Largely because of Davis, who effortlessly managed his way through heavy Katy traffic time and time again to create his own running and passing lanes, the Mustangs converted 8 of 12 third downs.

“It was missed tackles, missed fits, getting misaligned,” Katy sophomore linebacker Ty Kana said. “We had a good game plan. We just couldn’t execute. I feel we prepared well, but it got away from us. They made more plays than us.”

Katy starting running back Ron Hoff played, but was ineffective as he was clearly hindered by a high ankle sprain suffered against Ridge Point two weeks ago. Hoff, who had not practiced in two weeks as of early Tuesday morning, had just 27 yards on 10 carries. Jalen Davis, who started at running back, had 44 yards and a touchdown on eight carries.

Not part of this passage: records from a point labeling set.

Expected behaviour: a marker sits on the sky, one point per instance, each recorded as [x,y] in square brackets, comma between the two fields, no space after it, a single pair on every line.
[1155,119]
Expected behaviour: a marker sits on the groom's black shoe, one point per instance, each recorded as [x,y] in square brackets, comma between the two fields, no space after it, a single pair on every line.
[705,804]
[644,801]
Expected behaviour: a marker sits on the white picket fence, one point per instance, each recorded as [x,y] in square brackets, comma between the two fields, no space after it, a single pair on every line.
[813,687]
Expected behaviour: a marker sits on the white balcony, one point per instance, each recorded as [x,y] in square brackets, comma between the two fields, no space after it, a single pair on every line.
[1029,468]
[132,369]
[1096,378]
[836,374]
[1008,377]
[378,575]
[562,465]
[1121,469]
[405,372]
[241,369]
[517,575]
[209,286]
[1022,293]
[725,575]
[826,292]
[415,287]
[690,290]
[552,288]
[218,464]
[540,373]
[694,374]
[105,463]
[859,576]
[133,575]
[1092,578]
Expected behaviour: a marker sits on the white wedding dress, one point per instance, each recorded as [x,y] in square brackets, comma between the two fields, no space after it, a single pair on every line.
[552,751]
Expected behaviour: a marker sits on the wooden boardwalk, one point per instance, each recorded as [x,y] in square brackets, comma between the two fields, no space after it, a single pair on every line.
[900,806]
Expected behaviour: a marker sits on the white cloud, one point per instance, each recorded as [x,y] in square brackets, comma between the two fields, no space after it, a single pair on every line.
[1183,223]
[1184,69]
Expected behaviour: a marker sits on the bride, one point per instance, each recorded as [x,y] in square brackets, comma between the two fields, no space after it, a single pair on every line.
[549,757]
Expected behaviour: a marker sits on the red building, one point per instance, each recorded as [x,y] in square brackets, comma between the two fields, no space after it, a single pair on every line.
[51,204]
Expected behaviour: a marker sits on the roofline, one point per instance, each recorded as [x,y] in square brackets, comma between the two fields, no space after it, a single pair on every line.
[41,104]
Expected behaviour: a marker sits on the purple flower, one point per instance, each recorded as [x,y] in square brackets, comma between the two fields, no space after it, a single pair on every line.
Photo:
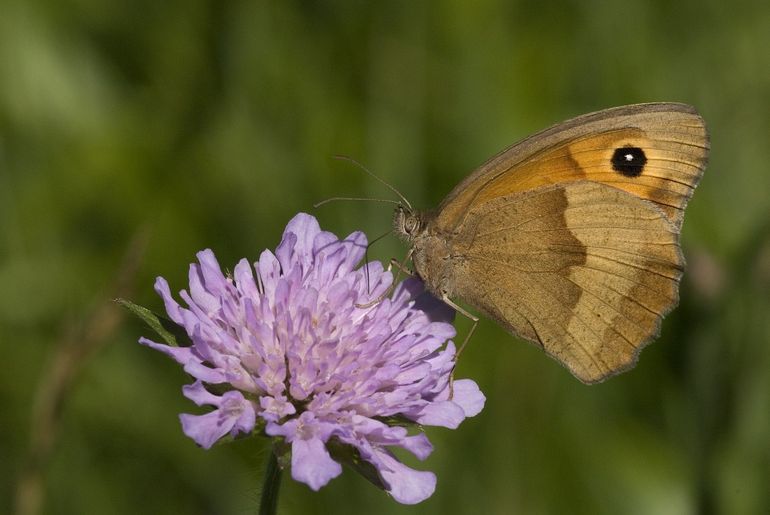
[294,355]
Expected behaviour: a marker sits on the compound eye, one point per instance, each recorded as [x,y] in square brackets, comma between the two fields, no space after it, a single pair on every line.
[410,224]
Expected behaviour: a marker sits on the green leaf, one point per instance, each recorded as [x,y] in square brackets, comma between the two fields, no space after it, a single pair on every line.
[161,325]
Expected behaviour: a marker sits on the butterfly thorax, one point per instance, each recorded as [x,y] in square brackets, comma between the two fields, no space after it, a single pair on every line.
[429,247]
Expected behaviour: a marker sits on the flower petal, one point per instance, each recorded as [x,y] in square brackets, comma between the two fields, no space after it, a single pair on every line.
[312,464]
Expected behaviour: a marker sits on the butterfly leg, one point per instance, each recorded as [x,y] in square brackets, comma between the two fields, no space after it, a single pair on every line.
[475,321]
[401,267]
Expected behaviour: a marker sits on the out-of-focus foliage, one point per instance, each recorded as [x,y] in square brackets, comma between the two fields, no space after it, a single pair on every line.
[209,124]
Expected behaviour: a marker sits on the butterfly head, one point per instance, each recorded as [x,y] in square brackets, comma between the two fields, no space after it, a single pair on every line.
[407,223]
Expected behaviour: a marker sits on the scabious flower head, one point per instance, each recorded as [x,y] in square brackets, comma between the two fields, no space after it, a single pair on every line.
[292,351]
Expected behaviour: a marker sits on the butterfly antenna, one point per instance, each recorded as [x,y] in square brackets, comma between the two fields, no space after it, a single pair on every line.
[334,199]
[375,177]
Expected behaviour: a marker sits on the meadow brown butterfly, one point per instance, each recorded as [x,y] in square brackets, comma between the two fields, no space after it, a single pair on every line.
[570,238]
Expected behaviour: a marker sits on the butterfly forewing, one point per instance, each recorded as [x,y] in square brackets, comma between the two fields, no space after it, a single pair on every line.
[570,238]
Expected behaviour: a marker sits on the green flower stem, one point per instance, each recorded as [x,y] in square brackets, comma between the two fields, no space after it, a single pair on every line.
[271,487]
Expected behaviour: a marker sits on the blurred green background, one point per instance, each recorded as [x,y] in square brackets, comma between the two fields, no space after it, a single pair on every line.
[162,128]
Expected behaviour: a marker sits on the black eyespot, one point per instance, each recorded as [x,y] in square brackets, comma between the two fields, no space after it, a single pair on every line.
[629,161]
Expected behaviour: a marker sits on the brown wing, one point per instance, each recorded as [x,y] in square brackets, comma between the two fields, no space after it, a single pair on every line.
[583,269]
[668,140]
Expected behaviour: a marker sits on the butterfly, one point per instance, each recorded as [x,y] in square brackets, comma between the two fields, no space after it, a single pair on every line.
[570,237]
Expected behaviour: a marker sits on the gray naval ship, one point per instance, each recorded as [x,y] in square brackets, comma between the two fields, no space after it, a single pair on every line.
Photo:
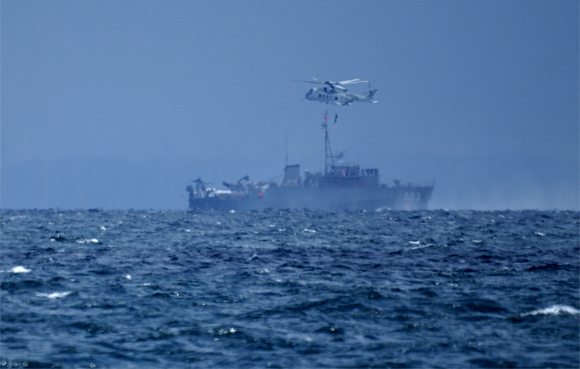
[339,187]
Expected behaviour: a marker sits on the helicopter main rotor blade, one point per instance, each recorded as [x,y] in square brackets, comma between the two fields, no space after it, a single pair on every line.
[314,81]
[352,82]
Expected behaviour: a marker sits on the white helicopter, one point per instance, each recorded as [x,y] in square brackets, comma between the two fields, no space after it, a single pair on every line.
[335,93]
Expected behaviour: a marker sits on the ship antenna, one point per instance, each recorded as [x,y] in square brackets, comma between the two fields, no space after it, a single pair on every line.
[286,143]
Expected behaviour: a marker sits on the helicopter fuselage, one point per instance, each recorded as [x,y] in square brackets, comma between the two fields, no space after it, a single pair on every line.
[332,96]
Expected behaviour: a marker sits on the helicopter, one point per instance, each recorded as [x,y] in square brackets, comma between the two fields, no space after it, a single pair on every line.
[335,92]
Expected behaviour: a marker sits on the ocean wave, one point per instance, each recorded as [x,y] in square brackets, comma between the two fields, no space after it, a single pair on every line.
[554,310]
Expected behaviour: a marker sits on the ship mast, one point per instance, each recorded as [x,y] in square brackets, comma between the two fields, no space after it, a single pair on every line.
[327,150]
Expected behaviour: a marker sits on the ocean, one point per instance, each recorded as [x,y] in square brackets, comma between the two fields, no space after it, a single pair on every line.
[289,289]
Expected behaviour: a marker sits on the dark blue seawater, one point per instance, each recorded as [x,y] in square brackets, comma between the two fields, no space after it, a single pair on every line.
[155,289]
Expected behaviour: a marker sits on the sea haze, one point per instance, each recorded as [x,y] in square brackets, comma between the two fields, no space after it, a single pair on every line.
[441,289]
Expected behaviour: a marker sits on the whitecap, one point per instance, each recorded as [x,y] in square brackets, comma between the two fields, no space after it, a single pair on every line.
[54,295]
[90,240]
[554,310]
[19,269]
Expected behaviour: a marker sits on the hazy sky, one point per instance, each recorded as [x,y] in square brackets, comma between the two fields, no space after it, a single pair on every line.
[118,104]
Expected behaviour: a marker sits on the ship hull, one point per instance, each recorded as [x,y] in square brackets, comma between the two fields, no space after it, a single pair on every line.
[328,199]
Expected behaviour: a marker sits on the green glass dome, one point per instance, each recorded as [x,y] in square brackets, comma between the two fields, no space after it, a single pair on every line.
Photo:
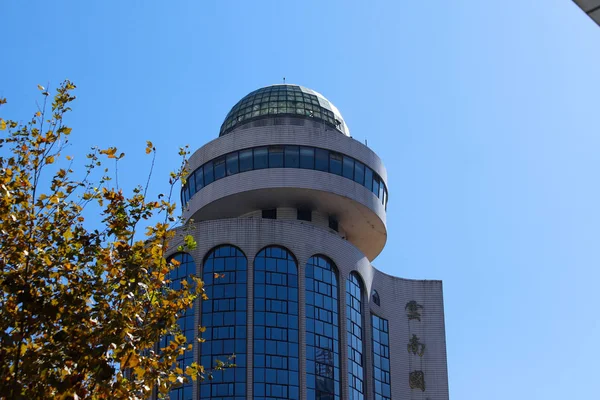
[284,100]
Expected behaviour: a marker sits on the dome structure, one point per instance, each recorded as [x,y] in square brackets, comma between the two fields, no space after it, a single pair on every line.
[284,100]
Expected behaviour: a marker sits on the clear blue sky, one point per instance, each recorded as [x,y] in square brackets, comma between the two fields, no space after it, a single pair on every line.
[485,114]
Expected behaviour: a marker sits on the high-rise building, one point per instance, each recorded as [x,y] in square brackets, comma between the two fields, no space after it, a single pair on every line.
[288,212]
[591,8]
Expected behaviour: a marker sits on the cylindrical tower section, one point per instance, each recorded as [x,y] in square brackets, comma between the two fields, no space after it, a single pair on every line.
[288,165]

In all, Katy managed just 79 yards on 24 carries, which forced the offense to throw more than it would have liked.

In the end, Joseph said his team “got hit with a buzz saw.” North Shore compiled 554 total yards and averaged 8.7 yards per play. Katy averaged 5.3 yards per play, but had 13 fewer first downs than North Shore.

The Tigers fell to North Shore for the second straight year in the regional semifinals, and for the third time in four years in the playoffs overall.

In the last four seasons, Katy has lost just seven times. North Shore is responsible for four of those defeats.

“We have to continue finding ways to get this done,” Joseph said.